No. Following the voluntary commercial withdrawal of BioMarin’s Roctavian on February 23, 2026, there are no active hemophilia A gene therapies marketed in the United States. While several candidates remain in early clinical development, patient options for hemophilia A are currently restricted to factor and non-factor prophylaxis.
What is Altuviiio's HCPCS J-code and approximate annual cost?
Altuviiio is billed under HCPCS code J7214 ("Injection, factor VIII/von Willebrand factor complex, recombinant (altuviiio), per FVIII IU"). The approximate annual cost of Altuviiio prophylaxis for a 74kg patient dosed at 50 IU/kg weekly is ~$379,600 when calculated using the CMS Part B Average Sales Price (ASP) of $1.973 per IU, compared to an annual cost of ~$910,000 when calculated at the brand's list price (WAC) of $4.733 per IU.
Does Medicare cover hemophilia gene therapy under the Cell and Gene Therapy Access Model?
No. The CMS Cell and Gene Therapy (CGT) Access Model, launched by the Center for Medicare and Medicaid Innovation (CMMI) in January 2025, is restricted to gene therapies for sickle cell disease (specifically Casgevy and Lyfgenia). It does not include hemophilia A or B gene therapies.

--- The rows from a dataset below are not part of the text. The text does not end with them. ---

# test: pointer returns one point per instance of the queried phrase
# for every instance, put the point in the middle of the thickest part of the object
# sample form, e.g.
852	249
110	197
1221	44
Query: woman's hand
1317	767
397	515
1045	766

Medicare beneficiaries access Hemgenix via case-by-case medical benefit reviews.
Sources
- BioMarin Roctavian Withdrawal Announcement: BioMarin Voluntarily Withdraws ROCTAVIAN from the Market, BioMarin Press Release, February 23, 2026. BioMarin News.
- FDA Purple Book Biologic Registry: Database of Licensed Biological Products, U.S. Food and Drug Administration, Snapshot July 8, 2026. FDA Purple Book.
- CMS Average Sales Price (ASP) Files: Medicare Part B Drug Average Sales Price Price Files, Centers for Medicare & Medicaid Services, April 2026. CMS Part B Pricing.
- Novo Nordisk Alhemo Expanded FDA Approval: FDA Approves Alhemo (concizumab-mtci) for Hemophilia A or B Without Inhibitors, Novo Nordisk Press Release, July 31, 2025. Novo Nordisk News.
- Sanofi Altuviiio Commercial Sales: Full-Year 2025 Financial Results, Sanofi Press Release, January 29, 2026. Sanofi Press.
- BioMarin Q4 2025 Restructuring Charges: SEC Form 10-K for the Fiscal Year Ended December 31, 2025, BioMarin Pharmaceutical Inc., Filed February 2026.
- CSL Behring Hemgenix Sales Growth: CSL Behring Q4/FY2025 Financial Results and Corporate Presentation, CSL Behring, August 2025.
- Vermont Attorney General Drug Pricing Disclosures: 30-Day Notice of New Drug Introduction, Novo Nordisk Inc., Filed March 2025.
- Altuviiio Cost-Effectiveness Studies: Cost-Effectiveness of Once-Weekly Efanesoctocog Alfa for Severe Hemophilia A Prophylaxis, National Center for Biotechnology Information, PMC12170149. PubMed Central.
- MVP Health Care Medical Policy: Medicare Part B Hemophilia Gene Therapy, MVP Health Care Medical Policy, Effective January 2026. MVP Policy Document.